Le sentiment d’agir en commun avec « les ouvriers des deux mondes » constitue une indéniable opportunité. « L’internationalisme du Premier mai lui donne un caractère presque mystique, écrit alors Paul Lafargue. Des ouvriers demandent des nouvelles de pays dont ils connaissent à peine les noms […] Tout ouvrier qui manifeste ce jour-là ou qui [en] a la volonté […] même s’il est isolé dans son milieu et qu’il est perdu dans la plus petite commune […] sent instinctivement que ce jour, le grand mot d’ordre donné en 1848 par Marx et Engels « Prolétaires de tous les pays unissez-vous », est réalisé et que la classe ouvrière, en dépit des obstacles matériels et intellectuels, en dépit des mers et des océans se soulève à l’unisson»3.
Il n’était pas prévu que cette initiative soit réitérative. Partout reconduite l’année suivante de la seule décision des organisations nationales, elle est pérennisée en août 1890 par le congrès de l’Internationale. Dans les années suivantes, les objectifs qui lui sont assignés s’élargissent : limitation de la journée de travail à 8 heures mais également transformation sociale, paix et solidarité internationale.

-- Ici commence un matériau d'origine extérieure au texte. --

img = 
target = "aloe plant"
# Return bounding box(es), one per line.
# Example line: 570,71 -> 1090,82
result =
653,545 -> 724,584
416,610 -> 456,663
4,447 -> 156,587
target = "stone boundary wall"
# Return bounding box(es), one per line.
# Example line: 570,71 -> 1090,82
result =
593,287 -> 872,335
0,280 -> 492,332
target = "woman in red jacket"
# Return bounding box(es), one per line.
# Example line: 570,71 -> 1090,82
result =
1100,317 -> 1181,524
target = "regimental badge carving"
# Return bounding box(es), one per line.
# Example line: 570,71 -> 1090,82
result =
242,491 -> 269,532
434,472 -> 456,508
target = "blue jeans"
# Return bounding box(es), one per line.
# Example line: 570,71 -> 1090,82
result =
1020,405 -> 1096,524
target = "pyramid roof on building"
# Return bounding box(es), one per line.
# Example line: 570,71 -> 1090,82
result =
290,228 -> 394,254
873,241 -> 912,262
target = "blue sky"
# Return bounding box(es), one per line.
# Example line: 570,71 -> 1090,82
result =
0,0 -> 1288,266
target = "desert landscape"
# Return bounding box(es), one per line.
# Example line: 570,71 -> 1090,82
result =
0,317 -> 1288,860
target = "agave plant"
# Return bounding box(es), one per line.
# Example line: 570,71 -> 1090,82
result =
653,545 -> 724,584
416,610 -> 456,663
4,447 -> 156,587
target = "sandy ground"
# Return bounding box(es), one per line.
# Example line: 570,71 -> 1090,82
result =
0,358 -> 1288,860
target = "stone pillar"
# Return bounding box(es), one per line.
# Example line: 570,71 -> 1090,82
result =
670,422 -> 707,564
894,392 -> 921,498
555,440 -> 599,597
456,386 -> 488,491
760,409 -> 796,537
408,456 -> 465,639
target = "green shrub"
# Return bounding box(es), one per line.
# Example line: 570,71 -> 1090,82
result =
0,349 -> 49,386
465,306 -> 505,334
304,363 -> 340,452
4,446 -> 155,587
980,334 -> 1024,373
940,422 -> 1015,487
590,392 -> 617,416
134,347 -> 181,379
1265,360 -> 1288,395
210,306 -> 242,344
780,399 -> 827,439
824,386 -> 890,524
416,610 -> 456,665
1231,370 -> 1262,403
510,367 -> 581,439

Plusieurs mots d'ordre sur cette affiche appelant à manifester le 1er mai (années 1920) |
Le 1er mai 1947 annoncé dans l'Humanité |
Premiers mai français de la Libération
En France, l’organisation du Premier mai devient la prérogative de la seule CGT à partir de 1905. Le 1er mai n’étant pas férié à cette époque, prendre part à un cortège suppose d’être en grève, et la journée devient alors une figure de la grève générale. À Paris, dépourvu de maire élu jusqu’en 1977, le maintien de l’ordre est du seul ressort du Préfet de police, aucun cortège ne parvient à se déployer là hormis le 1er mai 1919, où la répression se solde par un mort. La réunification syndicale et la victoire du Front populaire autorisent à cet égard une rupture. Les premier mai 1937 et 1938 qui coïncident en sus avec un weekend donnent lieu à d’imposants cortèges dans la France entière.
À la Libération et jusqu’en 1947, les Premiers mai, - « manifestation d’unanimité civique » (1945)4, « premier mai de la renaissance française » (1946)5», « journée revendicative et de rassemblement pour la démocratie » (1947)6 - s’inscrivent « sous le double signe de l’action revendicative et de la bataille pour le redressement national »7. En 1945, la CGT, demeurée son maître d’œuvre, rompt avec les principes qui prévalaient avant-guerre en lui associant les organisations de Résistance sur la base la plus large possible : mouvements, partis, syndicats, associations auxquels le CNR demande de répondre favorablement. Certains s’inscrivent au nombre des orateurs. Ce consensus subissant de premières entorses dès 1946.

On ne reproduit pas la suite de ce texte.